I look into his eyes, seeing his anguish and desperation and terror, and I feel an immense need to protect him.

'You won't. Not ever. I promise.'

He gazes at me, and I back at him, still holding his face in my hands.

Then he closes the gap and we're kissing. Passionate. Furious. I wrap my arms around his neck and we roll over, until I'm lying on top of him, my knees either side of his body, kissing his mouth, his bony neck, his collarbones. He moans quietly, stroking his hands through my hair. I move back to his lips and we kiss again, sharing heat, bodies locked in embrace. His hands move from my back to my stomach, and I feel his fingers playing with the hem of the shirt. I break the kiss, still sitting on top of him- to pull the top over my head. I toss it to one side, enjoying his lust-filled gaze, and fit my lips to his once more. His hands trace up my body as we kiss, feeling my hips, my spine, each rib, fluid under my skin. He's fascinated with my human form- he's fascinated with me. He begins to touch my chest, cautiously, as though worried I might break. When he's worked out that I'm enjoying it, he grins into the kiss and fluidly unclasps my bra. I slip out of it and he starts to kiss my throat, moving down towards my breasts. I try to hold back a moan, feeling all the blood rush down… there, before gasping because he has started to suck my breast, while pawing at the other.
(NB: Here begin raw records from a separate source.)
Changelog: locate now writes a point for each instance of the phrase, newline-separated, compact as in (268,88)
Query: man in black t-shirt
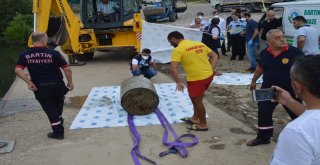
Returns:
(228,20)
(46,80)
(270,23)
(274,64)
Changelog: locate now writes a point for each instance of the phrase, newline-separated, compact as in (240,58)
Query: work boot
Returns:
(53,135)
(258,141)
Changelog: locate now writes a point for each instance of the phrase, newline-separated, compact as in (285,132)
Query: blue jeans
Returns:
(147,73)
(252,54)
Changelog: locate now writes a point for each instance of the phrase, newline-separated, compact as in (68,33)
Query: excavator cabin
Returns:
(103,25)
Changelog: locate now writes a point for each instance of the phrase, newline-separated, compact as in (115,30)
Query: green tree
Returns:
(9,8)
(19,29)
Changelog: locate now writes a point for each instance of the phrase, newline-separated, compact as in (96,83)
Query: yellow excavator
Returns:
(94,30)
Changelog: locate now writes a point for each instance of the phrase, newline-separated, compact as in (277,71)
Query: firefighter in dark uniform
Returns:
(237,33)
(46,80)
(274,63)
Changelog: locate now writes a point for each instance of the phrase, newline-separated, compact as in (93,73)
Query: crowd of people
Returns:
(246,37)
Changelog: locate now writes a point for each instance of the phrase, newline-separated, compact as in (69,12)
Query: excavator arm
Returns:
(66,30)
(81,39)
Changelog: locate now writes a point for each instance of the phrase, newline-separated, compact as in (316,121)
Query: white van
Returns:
(286,11)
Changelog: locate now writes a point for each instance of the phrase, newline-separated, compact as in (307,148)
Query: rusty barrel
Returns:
(138,96)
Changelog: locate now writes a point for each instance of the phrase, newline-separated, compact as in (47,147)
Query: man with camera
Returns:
(274,63)
(299,141)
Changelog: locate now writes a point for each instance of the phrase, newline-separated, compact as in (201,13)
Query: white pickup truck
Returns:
(286,11)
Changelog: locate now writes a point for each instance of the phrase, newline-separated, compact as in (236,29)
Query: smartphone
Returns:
(264,94)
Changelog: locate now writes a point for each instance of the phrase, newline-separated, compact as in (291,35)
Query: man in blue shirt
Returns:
(252,40)
(237,30)
(143,64)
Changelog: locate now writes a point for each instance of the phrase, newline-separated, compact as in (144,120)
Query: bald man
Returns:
(270,23)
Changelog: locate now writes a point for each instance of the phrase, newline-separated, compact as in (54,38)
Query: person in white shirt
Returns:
(299,141)
(306,37)
(204,23)
(222,26)
(197,24)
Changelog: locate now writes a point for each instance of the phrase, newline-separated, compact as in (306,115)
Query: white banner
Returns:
(154,37)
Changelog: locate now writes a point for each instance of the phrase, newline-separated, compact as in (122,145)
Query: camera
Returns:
(264,94)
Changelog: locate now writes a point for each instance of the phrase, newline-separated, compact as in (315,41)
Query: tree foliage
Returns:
(19,29)
(9,8)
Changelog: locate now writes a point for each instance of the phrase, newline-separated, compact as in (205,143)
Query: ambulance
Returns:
(286,11)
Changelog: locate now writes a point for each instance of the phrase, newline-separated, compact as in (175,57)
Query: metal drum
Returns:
(138,96)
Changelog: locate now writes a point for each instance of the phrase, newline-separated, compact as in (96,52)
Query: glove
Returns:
(250,42)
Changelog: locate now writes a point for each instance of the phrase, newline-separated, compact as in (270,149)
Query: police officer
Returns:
(46,80)
(274,63)
(237,30)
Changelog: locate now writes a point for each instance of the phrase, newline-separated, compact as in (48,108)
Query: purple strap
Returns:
(135,151)
(176,146)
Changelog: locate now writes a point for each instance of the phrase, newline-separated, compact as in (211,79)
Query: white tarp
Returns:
(154,37)
(102,108)
(234,79)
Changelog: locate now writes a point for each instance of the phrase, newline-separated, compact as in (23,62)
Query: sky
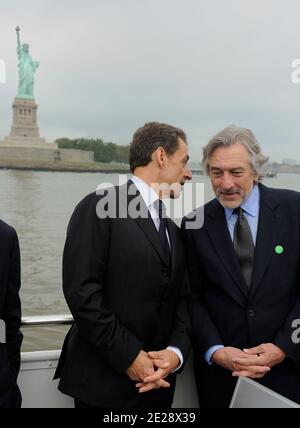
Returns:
(109,66)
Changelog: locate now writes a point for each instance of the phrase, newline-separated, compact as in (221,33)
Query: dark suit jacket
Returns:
(10,313)
(122,297)
(225,312)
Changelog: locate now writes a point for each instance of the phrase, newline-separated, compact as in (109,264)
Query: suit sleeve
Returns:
(182,326)
(12,308)
(204,332)
(84,269)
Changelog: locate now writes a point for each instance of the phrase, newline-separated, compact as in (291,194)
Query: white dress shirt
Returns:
(150,197)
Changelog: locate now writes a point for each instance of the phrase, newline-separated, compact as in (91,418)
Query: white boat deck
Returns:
(39,390)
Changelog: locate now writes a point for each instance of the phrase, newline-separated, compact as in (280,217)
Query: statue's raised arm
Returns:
(27,68)
(18,36)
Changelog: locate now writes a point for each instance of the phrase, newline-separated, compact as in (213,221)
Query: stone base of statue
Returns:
(25,130)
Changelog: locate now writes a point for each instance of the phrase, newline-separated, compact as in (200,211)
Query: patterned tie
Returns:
(162,231)
(243,245)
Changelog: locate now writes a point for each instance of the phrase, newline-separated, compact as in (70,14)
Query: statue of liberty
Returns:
(27,69)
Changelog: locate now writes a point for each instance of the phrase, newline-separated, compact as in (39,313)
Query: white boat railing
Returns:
(39,390)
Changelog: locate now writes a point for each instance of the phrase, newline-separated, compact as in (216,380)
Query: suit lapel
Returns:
(268,228)
(221,240)
(144,221)
(172,236)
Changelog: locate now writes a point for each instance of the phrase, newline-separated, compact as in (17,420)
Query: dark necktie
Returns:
(243,245)
(162,231)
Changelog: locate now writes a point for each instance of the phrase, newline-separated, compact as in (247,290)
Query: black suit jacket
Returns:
(122,297)
(10,313)
(225,312)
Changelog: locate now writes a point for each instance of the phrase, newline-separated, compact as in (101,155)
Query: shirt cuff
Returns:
(179,355)
(208,354)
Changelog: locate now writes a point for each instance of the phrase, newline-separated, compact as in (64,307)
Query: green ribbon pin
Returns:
(279,249)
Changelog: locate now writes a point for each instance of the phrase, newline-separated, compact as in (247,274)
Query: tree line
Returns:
(104,152)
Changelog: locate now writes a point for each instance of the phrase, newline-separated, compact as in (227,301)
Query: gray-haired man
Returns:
(245,274)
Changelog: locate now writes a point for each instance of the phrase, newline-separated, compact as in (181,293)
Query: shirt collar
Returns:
(148,194)
(250,205)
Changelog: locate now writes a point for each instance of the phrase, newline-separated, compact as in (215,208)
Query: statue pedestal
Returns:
(24,130)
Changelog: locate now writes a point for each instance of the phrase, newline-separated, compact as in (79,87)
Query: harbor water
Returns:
(39,205)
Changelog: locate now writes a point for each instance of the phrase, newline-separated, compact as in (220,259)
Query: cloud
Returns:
(109,66)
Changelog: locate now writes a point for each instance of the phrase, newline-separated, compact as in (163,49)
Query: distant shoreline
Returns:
(64,167)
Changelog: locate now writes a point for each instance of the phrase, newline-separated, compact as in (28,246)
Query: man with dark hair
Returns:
(10,315)
(245,275)
(125,282)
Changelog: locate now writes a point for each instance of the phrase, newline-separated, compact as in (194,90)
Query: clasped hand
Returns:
(150,369)
(254,363)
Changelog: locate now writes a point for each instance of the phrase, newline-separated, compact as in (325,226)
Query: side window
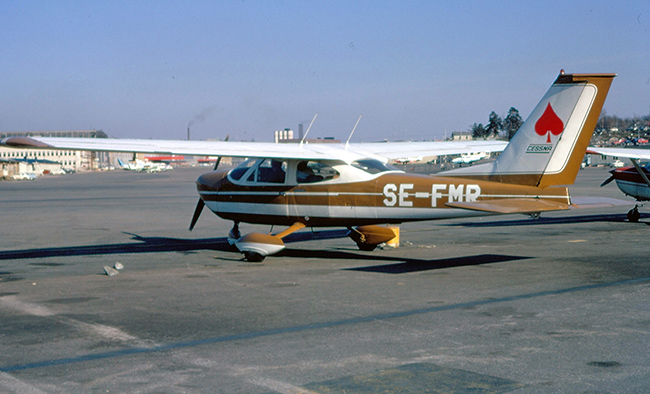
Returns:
(313,171)
(272,171)
(238,172)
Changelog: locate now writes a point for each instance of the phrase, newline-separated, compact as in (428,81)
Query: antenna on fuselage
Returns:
(347,143)
(308,128)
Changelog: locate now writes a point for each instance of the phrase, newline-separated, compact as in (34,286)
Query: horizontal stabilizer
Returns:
(597,202)
(511,205)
Jesus, he knows what he's been doing.

'Did you…' I gasp. 'Look up how to do this?'

He grins up at me, poking out a tongue that seems to glow blue. Skeleton anatomy. 'I did my research.'

'N… nerd.' He laughs, and his breath against my skin only adds to the pleasant sensation. A few minutes pass, filled with my quiet moans and the sound of magic tongue against human skin.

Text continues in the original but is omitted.